Kopf
Der Oberste Gerichtshof hat als Revisionsgericht durch den Senatspräsidenten des Obersten Gerichtshofes Dr. Scheiderbauer als Vorsitzenden und durch die Hofräte des Obersten Gerichtshofes Dr. Kralik, Dr. Melber, Dr. Huber und Dr. Egermann als weitere Richter in der Rechtssache der klagenden Partei Walter W***, Römergasse 23, 5020 Salzburg, vertreten durch den Sachwalter Johann W***, Pächter, Haitzingerallee 11, 5630 Bad Hofgastein, dieser vertreten durch Dr. Ernst Blanke, Rechtsanwalt in Hallein, wider die beklagten Parteien 1.) Alexander O***, Offizier,
Kugelhofstraße 18, 5020 Salzburg, 2.) C*** Versicherungs-AG, Börsegasse 14, 1013 Wien, beide vertreten durch Dr. Georg Hetz, Rechtsanwalt in Salzburg, wegen S 625.303,90 s.A. und Feststellung, infolge Revision der beklagten Parteien gegen das Urteil des Oberlandesgerichtes Linz als Berufungsgerichtes vom 22. November 1985, GZ 4 R 285/85-32, womit infolge Berufung der beklagten Parteien das Teilzwischenurteil des Landesgerichtes Salzburg vom 19.August 1985, GZ 10 Cg 366/83-28, bestätigt wurde, in nichtöffentlicher Sitzung zu Recht erkannt:
Spruch
Der Revision wird teilweise Folge gegeben.
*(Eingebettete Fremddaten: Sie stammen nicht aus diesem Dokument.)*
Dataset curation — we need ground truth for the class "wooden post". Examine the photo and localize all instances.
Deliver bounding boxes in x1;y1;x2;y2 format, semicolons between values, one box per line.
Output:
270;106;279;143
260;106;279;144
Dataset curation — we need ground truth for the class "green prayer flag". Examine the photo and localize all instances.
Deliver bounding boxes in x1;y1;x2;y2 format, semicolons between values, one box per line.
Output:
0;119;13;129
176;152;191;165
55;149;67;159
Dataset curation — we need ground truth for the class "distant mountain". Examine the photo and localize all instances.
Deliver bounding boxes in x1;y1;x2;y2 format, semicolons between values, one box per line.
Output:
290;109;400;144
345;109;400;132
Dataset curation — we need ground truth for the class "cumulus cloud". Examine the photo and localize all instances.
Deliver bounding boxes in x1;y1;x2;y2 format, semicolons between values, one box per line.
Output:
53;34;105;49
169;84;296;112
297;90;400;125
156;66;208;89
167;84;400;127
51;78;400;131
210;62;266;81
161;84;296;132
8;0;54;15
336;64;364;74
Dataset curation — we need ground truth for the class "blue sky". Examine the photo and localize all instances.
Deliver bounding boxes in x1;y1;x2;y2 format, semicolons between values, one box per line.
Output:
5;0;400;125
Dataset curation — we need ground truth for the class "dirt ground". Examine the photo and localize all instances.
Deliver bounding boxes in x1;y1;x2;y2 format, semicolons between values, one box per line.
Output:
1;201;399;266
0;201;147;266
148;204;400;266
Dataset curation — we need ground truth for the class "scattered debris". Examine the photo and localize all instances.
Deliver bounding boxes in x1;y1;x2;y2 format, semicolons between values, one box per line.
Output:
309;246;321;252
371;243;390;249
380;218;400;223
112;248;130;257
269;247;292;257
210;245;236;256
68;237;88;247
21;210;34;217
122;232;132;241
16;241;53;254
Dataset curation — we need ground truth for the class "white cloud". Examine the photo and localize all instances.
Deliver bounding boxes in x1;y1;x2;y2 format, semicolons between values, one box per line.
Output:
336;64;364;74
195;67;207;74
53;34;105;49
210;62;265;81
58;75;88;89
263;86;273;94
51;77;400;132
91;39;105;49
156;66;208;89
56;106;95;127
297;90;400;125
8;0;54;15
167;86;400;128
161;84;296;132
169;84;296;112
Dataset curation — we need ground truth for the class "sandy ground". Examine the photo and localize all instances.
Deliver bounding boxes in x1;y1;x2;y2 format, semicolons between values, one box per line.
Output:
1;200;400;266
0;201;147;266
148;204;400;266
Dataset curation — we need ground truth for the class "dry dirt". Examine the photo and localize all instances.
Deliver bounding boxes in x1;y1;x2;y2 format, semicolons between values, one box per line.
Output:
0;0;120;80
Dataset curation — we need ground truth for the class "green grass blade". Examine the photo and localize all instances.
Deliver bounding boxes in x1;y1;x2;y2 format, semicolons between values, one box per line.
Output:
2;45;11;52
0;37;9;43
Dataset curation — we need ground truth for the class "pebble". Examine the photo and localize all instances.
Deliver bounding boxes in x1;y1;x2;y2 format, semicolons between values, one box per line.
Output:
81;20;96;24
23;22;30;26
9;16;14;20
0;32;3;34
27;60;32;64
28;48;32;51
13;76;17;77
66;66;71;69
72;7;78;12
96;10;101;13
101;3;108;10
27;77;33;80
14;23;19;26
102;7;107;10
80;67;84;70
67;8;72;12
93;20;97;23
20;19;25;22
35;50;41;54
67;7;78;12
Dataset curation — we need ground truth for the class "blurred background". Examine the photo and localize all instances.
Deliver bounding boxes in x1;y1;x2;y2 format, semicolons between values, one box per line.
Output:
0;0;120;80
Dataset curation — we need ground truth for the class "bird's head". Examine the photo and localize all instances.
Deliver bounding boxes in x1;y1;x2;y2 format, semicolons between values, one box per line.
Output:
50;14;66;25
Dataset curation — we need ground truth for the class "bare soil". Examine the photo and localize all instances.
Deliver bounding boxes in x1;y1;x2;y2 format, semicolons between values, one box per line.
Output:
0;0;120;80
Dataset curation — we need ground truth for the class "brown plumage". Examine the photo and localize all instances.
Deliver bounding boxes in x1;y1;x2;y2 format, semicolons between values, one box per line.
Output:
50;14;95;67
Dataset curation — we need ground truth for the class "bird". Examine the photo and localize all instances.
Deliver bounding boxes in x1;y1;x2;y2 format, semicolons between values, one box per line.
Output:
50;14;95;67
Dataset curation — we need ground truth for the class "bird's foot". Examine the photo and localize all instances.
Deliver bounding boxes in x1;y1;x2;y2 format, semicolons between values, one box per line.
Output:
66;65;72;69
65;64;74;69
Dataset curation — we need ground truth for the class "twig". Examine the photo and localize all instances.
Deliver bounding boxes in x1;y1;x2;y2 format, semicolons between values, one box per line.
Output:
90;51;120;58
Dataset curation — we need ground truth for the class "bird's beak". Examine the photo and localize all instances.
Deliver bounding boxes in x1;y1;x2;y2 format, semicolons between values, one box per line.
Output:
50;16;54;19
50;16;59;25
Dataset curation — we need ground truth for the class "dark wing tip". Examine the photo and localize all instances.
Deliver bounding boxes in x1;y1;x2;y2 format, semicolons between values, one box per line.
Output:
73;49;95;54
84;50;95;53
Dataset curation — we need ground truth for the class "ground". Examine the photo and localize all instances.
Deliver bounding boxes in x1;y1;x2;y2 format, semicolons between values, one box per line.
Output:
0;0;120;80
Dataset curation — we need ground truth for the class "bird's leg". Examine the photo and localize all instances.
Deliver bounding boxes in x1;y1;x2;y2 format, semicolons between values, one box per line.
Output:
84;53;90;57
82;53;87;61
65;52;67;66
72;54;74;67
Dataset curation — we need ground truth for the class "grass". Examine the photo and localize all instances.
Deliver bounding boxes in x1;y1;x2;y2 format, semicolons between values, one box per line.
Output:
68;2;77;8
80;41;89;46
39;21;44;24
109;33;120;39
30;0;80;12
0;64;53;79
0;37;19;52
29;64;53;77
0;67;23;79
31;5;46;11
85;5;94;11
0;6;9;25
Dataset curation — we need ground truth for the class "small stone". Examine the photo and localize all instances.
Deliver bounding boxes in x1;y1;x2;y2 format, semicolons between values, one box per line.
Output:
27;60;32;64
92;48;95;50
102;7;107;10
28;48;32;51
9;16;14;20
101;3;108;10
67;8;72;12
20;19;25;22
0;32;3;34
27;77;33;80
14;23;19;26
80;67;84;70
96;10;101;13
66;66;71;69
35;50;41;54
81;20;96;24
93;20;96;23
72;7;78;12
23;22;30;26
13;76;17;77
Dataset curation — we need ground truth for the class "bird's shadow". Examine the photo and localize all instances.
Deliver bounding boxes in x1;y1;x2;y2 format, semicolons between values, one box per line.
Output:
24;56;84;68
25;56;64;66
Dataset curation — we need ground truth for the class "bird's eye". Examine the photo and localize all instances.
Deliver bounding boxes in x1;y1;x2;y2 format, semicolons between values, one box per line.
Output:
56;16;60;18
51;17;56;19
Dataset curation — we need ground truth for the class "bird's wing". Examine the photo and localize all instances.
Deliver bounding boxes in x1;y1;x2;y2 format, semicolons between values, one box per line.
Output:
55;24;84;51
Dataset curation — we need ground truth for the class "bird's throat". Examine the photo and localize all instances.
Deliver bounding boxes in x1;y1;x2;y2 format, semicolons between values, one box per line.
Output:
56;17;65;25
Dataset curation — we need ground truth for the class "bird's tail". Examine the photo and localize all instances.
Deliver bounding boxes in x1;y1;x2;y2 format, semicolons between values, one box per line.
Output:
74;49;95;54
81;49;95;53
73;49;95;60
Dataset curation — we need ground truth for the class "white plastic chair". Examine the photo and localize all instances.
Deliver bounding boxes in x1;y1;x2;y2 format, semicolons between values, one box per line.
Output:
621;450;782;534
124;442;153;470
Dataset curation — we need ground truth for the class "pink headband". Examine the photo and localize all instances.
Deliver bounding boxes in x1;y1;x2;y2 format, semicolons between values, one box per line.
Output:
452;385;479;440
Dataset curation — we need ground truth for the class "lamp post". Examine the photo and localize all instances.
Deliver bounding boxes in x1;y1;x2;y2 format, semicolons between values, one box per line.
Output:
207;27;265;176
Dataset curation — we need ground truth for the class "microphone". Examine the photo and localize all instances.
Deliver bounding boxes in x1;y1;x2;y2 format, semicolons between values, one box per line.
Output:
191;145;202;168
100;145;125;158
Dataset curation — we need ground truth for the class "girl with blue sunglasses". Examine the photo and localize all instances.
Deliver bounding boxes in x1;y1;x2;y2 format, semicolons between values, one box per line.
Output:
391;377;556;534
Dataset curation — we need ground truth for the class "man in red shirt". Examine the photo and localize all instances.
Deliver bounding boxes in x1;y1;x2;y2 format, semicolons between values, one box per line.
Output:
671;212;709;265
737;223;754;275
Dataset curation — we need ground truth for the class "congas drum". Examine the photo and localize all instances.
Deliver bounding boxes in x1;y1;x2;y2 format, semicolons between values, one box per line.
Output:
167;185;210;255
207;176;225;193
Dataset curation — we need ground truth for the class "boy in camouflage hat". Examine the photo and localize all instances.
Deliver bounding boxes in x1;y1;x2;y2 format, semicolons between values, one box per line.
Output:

Die Urteile der Vorinstanzen werden dahin abgeändert, daß die Entscheidung als Teilzwischenurteil zu lauten hat:
"Die Forderungen des Klägers für Kleiderschäden und Verdienstentgang bestehen dem Grunde nach zu Recht, sein (nur im Ausmaß von drei Vierteln geltend gemachtes) Schmerzengeldbegehren insoweit, als der Kläger nur Anspruch auf zwei Drittel des für seine Schädelverletzungen an sich gebührenden Schmerzengeldes hat. Die Kostenentscheidung bleibt dem Endurteil vorbehalten."
Text
Entscheidungsgründe:
Am 26.3.1982 ereignete sich bei Dunkelheit in der Griesgasse in Salzburg ein Verkehrsunfall. Bei dieser Straße handelt es sich um eine Einbahnstraße, die Fahrbahn ist 9,7 m breit und in drei Fahrstreifen geteilt. Der rechte Fahrstreifen ist als Taxi- und Busspur gekennzeichnet, die beiden anderen je 3,2 m breiten, durch eine Leitlinie voneinander getrennten Fahrstreifen dienen dem allgemeinen Verkehr. Auf dem linken Fahrstreifen fuhr ein Straßenwaschfahrzeug mit einer Geschwindigkeit von 20 km/h. Der Erstbeklagte benützte mit seinem bei der Zweitbeklagten haftpflichtversicherten PKW den mittleren Fahrstreifen und hielt eine Geschwindigkeit von rund 40 km/h ein. Unmittelbar nach dem Passieren des Straßenwaschfahrzeuges wechselte er auf den linken Fahrstreifen. Gleichzeitig mit dem Beginn dieses Manövers oder kurzfristig (maximal 0,5 Sekunden) vorher betätigte er den linken Blinker. Bernhard B*** fuhr mit seinem Motorrad, auf dessen Soziussitz der Kläger mitfuhr, mit einer Geschwindigkeit von rund 50 km/h zunächst auf dem linken Fahrstreifen und lenkte dann auf den mittleren Fahrstreifen, um das Straßenwaschfahrzeug links zu überholen. Als der vor ihm befindliche Erstbeklagte damit begann, auf den linken Fahrstreifen zu lenken, bestand zwischen Motorrad und PKW ein Tiefenabstand von 9 Metern. Bernhard B*** betätigte den linken Blinker, setzte unmittelbar nach dem Passieren des Straßenwaschfahrzeuges zum Überholen des PKW an und beschleunigte auf rund 75 km/h. Bernhard B*** überholte derart, daß er das Motorrad knapp am Heck des PKW links vorbeiführte. Durch dieses Überholmanöver und den Fahrstreifenwechsel des Erstbeklagten kam es zu einer Kollision, bei der Bernhard B*** zu Sturz kam. Dabei erlitt der Kläger, der keinen Sturzhelm trug, schwerste Schädelverletzungen. Der Erstbeklagte nahm das Motorrad vor der Kollision nicht wahr. Hätte er vor Beginn des Fahrstreifenwechsels den Nachfolgeverkehr beobachtet, wäre es ihm möglich gewesen, das Motorrad zu bemerken, ebenso dessen größere Geschwindigkeit. Der Kläger macht Schadenersatzansprüche von S 625.303,90 (Schmerzengeld, Verdienstentgang, Kleiderschäden, Fahrtauslagen und Mehrbedarf) geltend. Außerdem stellte er ein Feststellungsbegehren. Bei seiner Schmerzengeldforderung berücksichtigte der Kläger ein Mitverschulden von einem Viertel, weil er keinen Sturzhelm benützt hatte.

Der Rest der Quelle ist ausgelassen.